UNIVERSITÉ PARIS-I PANTHÉON-SORBONNE – Des droits d’inscription presque multipliés par 10
À l’université Paris-I Panthéon-Sorbonne, l’automne 2025 a été marqué par une mobilisation contre l’application effective des droits d’inscription différenciés pour les étudiants extracommunautaires (projet discuté depuis octobre et suivi d’un vote du CA le 1er décembre). Dès la rentrée universitaire 2026-2027, ces étudiants devront s’acquitter de droits nettement plus élevés, atteignant 2 895 euros pour une licence et 3 941 euros pour un master, contre 178 euros et 254 euros auparavant : une multiplication par près de 10 (CVEC comprise) selon le niveau d’études.
Cette décision, prise dans un contexte de fortes contraintes budgétaires pour les universités françaises, est présentée par la présidence, qui démarre son second mandat, comme une nécessité pour rééquilibrer les comptes de l’université. Mais l’annonce de cette hausse a provoqué une mobilisation significative, d’abord chez les étudiant·es, puis plus largement. Une grande partie de la communauté universitaire a exprimé son opposition à cette mesure discriminatoire.

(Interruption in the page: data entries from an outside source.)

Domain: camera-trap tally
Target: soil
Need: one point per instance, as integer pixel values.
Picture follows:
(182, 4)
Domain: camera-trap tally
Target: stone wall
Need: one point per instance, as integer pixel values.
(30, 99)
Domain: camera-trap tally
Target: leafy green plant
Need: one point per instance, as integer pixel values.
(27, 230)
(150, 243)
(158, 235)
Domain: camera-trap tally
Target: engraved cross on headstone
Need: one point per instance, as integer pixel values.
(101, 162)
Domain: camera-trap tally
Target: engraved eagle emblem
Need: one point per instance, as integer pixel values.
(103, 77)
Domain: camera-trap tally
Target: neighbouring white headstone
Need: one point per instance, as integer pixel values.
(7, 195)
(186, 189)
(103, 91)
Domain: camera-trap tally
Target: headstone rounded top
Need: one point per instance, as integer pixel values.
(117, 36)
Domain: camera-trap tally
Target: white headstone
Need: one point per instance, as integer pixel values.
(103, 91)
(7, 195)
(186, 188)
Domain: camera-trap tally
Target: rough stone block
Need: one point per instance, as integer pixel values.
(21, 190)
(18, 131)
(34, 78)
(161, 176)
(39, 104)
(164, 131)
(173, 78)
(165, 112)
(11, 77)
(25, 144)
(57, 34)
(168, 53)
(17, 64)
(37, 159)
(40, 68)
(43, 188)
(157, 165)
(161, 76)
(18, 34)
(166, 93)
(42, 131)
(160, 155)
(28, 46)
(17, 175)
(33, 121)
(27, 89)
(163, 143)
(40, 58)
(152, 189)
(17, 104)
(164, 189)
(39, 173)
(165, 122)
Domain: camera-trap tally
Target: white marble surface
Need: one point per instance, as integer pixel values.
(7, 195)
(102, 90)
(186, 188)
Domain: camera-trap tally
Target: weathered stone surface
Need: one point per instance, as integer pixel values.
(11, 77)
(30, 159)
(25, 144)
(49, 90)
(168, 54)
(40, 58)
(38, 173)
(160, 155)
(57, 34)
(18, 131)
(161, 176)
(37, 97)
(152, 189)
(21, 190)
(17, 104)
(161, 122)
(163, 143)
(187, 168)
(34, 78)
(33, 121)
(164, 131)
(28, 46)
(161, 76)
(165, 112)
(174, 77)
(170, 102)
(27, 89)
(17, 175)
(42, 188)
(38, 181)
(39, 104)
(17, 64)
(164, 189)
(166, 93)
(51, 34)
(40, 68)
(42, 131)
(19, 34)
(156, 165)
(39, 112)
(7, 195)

En parallèle des blocages du CA, d’AG et de rassemblements, un collectif d’enseignant·es-chercheur·ses et de personnel a publié une lettre ouverte dénonçant l’impact social et académique de la hausse, notamment sur les étudiant·es déjà précaires.
À la suite d’une assemblée générale de doctorant·es en décembre dernier, des collègues de différentes UFR (géographie, langues) ont annoncé entamer une action de rétention de notes, comme cela avait déjà été le cas dans des luttes passées et victorieuses à Paris-I, et entendent maintenir la pression sur la présidence, qui renie, avec cette augmentation, ses engagements, exprimés lors de son premier mandat.